When Marin brought the idea of the bristle reaction to TikTok, it garnered a huge response, with almost 700,000 likes, and the term now has almost 100 million views on the platform. That could indicate that many couples are struggling to get past this phenomenon. Luckily, Marin shared her personal method for overcoming this intimacy slump.
Reframe the connection between kissing and sex
Vanessa Marin revealed how she and her partner Xander broke the link between kissing and the act of sexual intercourse, reframing making-out as just something to do to be closer to each other, rather than a means to an end. Every night, Marin says they make out in bed for around a minute, but they always refrain from turning their tonsil hockey into a romp under the sheets. According to Marin, that allowed her to increase her libido and want for more sexual intimacy with her husband. On TikTok, she explained it had to be "every single night, and there has to be some tongue contact." She later adds, "This nightly routine has taken the pressure off of us to have to have sex if we start making out and it's really allowed us to enjoy making out just for the sake of making out."
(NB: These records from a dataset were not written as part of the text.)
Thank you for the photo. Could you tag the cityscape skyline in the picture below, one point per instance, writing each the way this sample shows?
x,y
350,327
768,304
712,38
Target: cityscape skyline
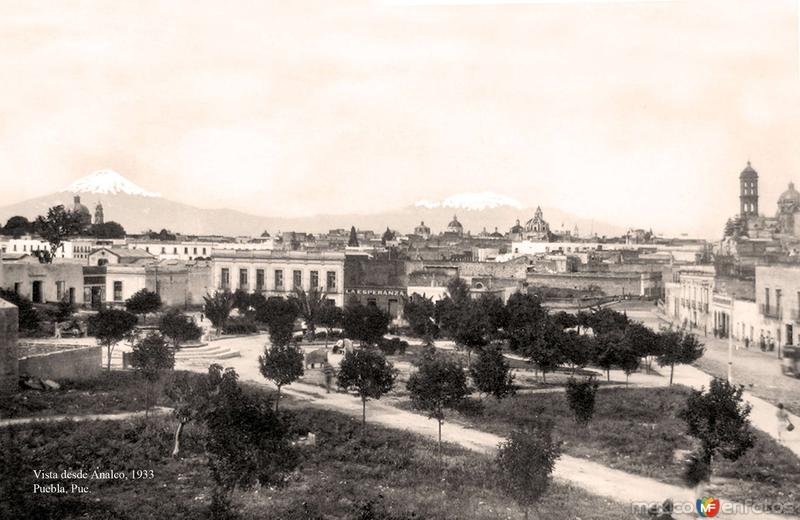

"It became this cute, special thing that we did together," she told The New York Post. "We've spent time kissing and touching and being all over each other like we were in the earlier stages of our relationship," she said. "So we experience that renewed [passion]."
Marin also offers more intimacy tips that don't involve sex on her official website, where she suggests a whole host of rituals to bring back the lust for intimacy, like skin-to-skin contact, even playing with your partner's hair.